[youtube=https://www.youtube.com/watch?v=nLeQ49khp-U&noredirect=1&w=560&h=315]

 

Her name is Keisha Herbert. But they call her something else.

"He started calling me Mama Keisha and he was like is that okay? I was like sure, no problem," Herbert said. "The next weekend I had came out here and it had exploded. Everyone and their mama knew who I was."

Mama Keisha is the Elon area's first female Uber driver, but students say she's much more than that.

"She's funny. she's outgoing. But I think the thing I love about her most is she's really motherly," sophomore Davis Ann Balodeau said.

"She'll just give you life advice. You can have venting sessions with Mama Keisha."

Being a mother of one 24-year-old herself, Mama Keisha said she has used her motherly instincts in her time driving for Uber.

"They call me mama so I feel like I should get them home safely, just like their own mama would."

While Mama Keisha is a full-time overnight Uber driver, she jokes that she's a part-time confidant.

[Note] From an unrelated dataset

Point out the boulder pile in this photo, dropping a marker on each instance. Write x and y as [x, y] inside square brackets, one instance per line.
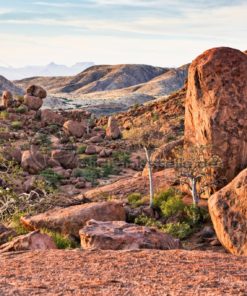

"I become a part of their lives. I can talk to them like a sister," Mama Keisha said. "They can talk to me about anything and it's not going to go any further than me."

But a local celebrity? Mama Keisha doesn't think so.

"I'm not legendary, okay? That's what they tell them. I'm legendary. I'm not legendary. It just so happens that most of the kids know me."

Mama Keisha says she turns down invitations to parties--because for her, every ride is a party.

"If we hear a song on the radio we like, let's sing wherever we going. Let's stop, make two or three stops and pick up folks and keep it moving."

It all goes back to taking care of the Elon students she considers one of her own.

"If they call me and tell me to pick them up that's what I do," Mama Keisha said. "They might not know where they're at, but the next day they'll be like, 'Mama got me home.' And yup. I got you home."